Opposition to war is, of course, not new. Wilfred Owen encapsulated the views of many ordinary soldiers in his poems written in the trenches during the Great War. Those unforgettable lines from Dulce et Decorum Est echo down the years and conflicts: “My friend, you would not tell with such high zest / To children ardent for some desperate glory, / The old Lie; Dulce et Decorum est / Pro patria mori.”
Dulce et Decorum Est in Iraq and Afghanistan for Halliburton’s profits and Dubya’s election campaign. Jamail details how ordinary soldiers, in the main, have been to Iraq and Afghanistan, return traumatised, only to be sent back against their will and in spite of evidence of post traumatic stress disorder. The brave few who have resisted the American military have been castigated by the establishment but, through their websites, blogs, TV interviews, speeches at rallies, art, writing and example have inspired others. Their eloquence, born of battle, comes across clearly.

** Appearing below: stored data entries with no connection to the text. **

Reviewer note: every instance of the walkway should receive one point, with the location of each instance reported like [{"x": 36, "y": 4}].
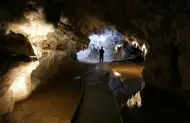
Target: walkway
[{"x": 98, "y": 104}]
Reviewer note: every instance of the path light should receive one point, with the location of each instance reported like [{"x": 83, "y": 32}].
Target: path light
[{"x": 116, "y": 74}]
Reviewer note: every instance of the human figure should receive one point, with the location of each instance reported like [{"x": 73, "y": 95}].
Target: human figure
[{"x": 101, "y": 51}]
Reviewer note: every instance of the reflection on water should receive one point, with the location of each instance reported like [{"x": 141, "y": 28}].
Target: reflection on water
[{"x": 124, "y": 85}]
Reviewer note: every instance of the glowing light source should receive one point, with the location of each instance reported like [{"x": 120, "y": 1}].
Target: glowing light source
[
  {"x": 116, "y": 73},
  {"x": 109, "y": 39},
  {"x": 22, "y": 86},
  {"x": 134, "y": 101}
]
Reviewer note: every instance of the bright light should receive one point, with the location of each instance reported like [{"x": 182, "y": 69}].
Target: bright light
[
  {"x": 20, "y": 78},
  {"x": 116, "y": 73},
  {"x": 36, "y": 29},
  {"x": 143, "y": 48},
  {"x": 109, "y": 39},
  {"x": 133, "y": 101}
]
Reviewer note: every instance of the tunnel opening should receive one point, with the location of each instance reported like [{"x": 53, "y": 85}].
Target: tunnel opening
[
  {"x": 115, "y": 45},
  {"x": 109, "y": 39}
]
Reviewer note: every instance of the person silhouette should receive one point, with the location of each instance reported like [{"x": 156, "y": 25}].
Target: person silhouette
[{"x": 101, "y": 51}]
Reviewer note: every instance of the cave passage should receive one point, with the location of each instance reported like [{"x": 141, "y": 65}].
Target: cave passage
[{"x": 109, "y": 39}]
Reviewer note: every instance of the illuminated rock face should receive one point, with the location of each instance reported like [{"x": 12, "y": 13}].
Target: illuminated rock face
[{"x": 108, "y": 39}]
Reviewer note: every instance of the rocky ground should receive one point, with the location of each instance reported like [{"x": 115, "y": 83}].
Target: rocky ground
[{"x": 53, "y": 102}]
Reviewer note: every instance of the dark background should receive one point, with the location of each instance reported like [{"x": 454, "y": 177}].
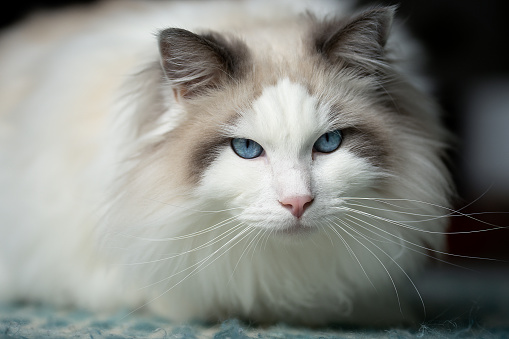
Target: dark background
[{"x": 466, "y": 42}]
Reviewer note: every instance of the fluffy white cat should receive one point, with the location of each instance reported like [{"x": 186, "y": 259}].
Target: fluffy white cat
[{"x": 255, "y": 160}]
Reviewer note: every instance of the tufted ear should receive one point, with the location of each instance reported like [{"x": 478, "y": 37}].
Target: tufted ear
[
  {"x": 196, "y": 63},
  {"x": 359, "y": 40}
]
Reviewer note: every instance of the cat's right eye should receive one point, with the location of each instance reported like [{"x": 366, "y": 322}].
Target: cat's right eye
[{"x": 246, "y": 148}]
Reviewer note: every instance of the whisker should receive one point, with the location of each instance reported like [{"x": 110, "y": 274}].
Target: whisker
[
  {"x": 243, "y": 252},
  {"x": 406, "y": 241},
  {"x": 202, "y": 246},
  {"x": 190, "y": 235},
  {"x": 494, "y": 227},
  {"x": 349, "y": 249},
  {"x": 433, "y": 250},
  {"x": 200, "y": 268},
  {"x": 193, "y": 209},
  {"x": 402, "y": 224},
  {"x": 374, "y": 255}
]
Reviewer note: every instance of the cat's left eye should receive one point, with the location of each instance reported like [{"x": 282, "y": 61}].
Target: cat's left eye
[
  {"x": 328, "y": 142},
  {"x": 246, "y": 148}
]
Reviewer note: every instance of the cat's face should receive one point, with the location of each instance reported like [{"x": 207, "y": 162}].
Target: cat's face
[
  {"x": 320, "y": 137},
  {"x": 292, "y": 156},
  {"x": 282, "y": 141}
]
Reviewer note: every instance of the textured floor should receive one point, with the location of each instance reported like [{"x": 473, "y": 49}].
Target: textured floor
[{"x": 465, "y": 304}]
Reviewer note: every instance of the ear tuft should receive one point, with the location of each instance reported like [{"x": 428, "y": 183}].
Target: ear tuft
[
  {"x": 361, "y": 39},
  {"x": 196, "y": 63}
]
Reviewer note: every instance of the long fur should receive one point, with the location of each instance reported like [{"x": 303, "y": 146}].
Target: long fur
[{"x": 120, "y": 188}]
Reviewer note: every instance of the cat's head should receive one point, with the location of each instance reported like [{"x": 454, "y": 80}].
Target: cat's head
[{"x": 282, "y": 131}]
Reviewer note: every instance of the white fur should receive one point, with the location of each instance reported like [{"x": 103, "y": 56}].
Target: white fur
[{"x": 212, "y": 251}]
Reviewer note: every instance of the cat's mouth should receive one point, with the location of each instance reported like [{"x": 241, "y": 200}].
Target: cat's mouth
[{"x": 295, "y": 229}]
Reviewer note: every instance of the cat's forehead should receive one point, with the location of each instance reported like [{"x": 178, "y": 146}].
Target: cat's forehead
[{"x": 284, "y": 114}]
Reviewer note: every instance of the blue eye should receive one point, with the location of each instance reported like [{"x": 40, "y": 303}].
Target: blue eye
[
  {"x": 328, "y": 142},
  {"x": 246, "y": 148}
]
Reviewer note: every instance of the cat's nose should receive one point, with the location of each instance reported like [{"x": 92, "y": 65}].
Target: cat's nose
[{"x": 298, "y": 204}]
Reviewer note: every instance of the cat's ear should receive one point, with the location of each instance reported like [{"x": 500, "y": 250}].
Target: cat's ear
[
  {"x": 361, "y": 39},
  {"x": 195, "y": 63}
]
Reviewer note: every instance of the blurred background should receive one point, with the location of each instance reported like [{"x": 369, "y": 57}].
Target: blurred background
[{"x": 467, "y": 45}]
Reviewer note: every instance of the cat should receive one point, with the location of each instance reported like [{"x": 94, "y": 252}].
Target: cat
[{"x": 270, "y": 161}]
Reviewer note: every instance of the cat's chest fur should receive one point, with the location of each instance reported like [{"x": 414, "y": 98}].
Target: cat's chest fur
[{"x": 270, "y": 165}]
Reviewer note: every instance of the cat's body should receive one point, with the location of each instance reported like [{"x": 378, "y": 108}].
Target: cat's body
[{"x": 120, "y": 186}]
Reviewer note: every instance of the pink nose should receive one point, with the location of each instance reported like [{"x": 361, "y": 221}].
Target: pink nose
[{"x": 297, "y": 205}]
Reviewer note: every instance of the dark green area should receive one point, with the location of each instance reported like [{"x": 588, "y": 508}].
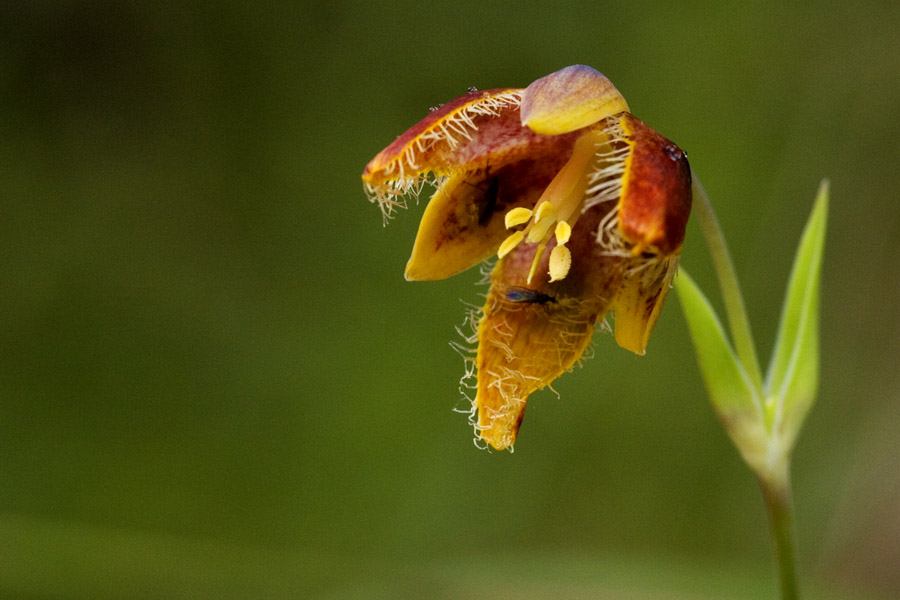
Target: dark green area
[{"x": 214, "y": 381}]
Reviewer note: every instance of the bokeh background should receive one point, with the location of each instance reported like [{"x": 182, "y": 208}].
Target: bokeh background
[{"x": 215, "y": 383}]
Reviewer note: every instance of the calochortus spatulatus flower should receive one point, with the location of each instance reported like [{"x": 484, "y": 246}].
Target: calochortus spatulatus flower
[{"x": 584, "y": 205}]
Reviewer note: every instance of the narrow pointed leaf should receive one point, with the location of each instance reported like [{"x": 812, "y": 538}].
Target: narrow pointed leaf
[
  {"x": 793, "y": 376},
  {"x": 736, "y": 401}
]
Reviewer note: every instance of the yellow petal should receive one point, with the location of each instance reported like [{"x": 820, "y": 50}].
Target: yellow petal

One of the most erudite and charismatic is First Lieutenant Ehren Watada, a much decorated officer, who refused to return to Iraq. He says: “As the order to take part in an illegal act is ultimately unlawful as well, I must refuse that order.” He laid down a challenge to his comrades and the body politic by saying: “To stop an illegal and unjust war, the soldiers can choose to stop fighting it.” Revolutionary stuff indeed, especially when he challenged US citizens: “Should citizens choose to remain silent through self-imposed ignorance or choice, it makes them as culpable as the soldier in these crimes.”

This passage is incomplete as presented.